Hot Chips 31 Live Blogs: Cerebras' 1.2 Trillion Transistor Deep Learning Processor

Name: Hot Chips 31 Live Blogs: Cerebras' 1.2 Trillion Transistor Deep Learning Processor
Item: Hot Chips 31 Live Blogs: Cerebras' 1.2 Trillion Transistor Deep Learning Processor
Author: Dr. Ian Cutress

by Dr. Ian Cutress on August 19, 2019 9:45 PM EST

28 Comments | Add A Comment

28 Comments

08:49PM EDT - Some of the big news of today is Cerebras announcing its wafer-scale 1.2 trillion transistor solution for deep learning. The talk today goes into detail about the technology.

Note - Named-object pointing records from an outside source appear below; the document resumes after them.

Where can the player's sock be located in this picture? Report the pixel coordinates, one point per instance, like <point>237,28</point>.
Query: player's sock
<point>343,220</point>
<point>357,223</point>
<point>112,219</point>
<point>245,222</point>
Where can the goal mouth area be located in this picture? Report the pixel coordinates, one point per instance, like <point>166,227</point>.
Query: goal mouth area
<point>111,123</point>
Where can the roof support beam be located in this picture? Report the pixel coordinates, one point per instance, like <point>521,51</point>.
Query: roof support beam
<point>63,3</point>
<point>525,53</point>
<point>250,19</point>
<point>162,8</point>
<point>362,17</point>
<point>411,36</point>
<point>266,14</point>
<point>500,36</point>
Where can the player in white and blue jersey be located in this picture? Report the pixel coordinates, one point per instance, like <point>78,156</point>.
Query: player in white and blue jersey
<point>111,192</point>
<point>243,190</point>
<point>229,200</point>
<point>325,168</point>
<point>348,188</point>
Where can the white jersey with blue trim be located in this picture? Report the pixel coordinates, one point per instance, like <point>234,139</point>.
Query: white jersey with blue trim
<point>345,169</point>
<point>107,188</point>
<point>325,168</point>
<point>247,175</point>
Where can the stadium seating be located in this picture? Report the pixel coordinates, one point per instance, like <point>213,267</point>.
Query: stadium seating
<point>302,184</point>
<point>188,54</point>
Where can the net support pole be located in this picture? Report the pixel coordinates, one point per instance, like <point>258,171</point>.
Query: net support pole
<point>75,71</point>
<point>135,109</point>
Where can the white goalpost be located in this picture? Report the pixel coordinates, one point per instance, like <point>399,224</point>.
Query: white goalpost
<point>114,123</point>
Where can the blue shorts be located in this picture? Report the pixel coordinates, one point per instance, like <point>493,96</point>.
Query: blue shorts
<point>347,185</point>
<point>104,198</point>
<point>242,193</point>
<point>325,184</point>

08:51PM EDT - Wafer scale chip, over 46,225 mm2, 1.2 trillion transistors, 400k AI cores, fed by 18GB of on-chip SRAM

08:51PM EDT - TSMC 16nm

08:51PM EDT - 215mm x 215mm - 8.5 inches per side

08:51PM EDT - 56 times larger than the largest GPU today

08:52PM EDT - Built for Deep Learning

08:52PM EDT - DL training is hard (ed: this is an understatement)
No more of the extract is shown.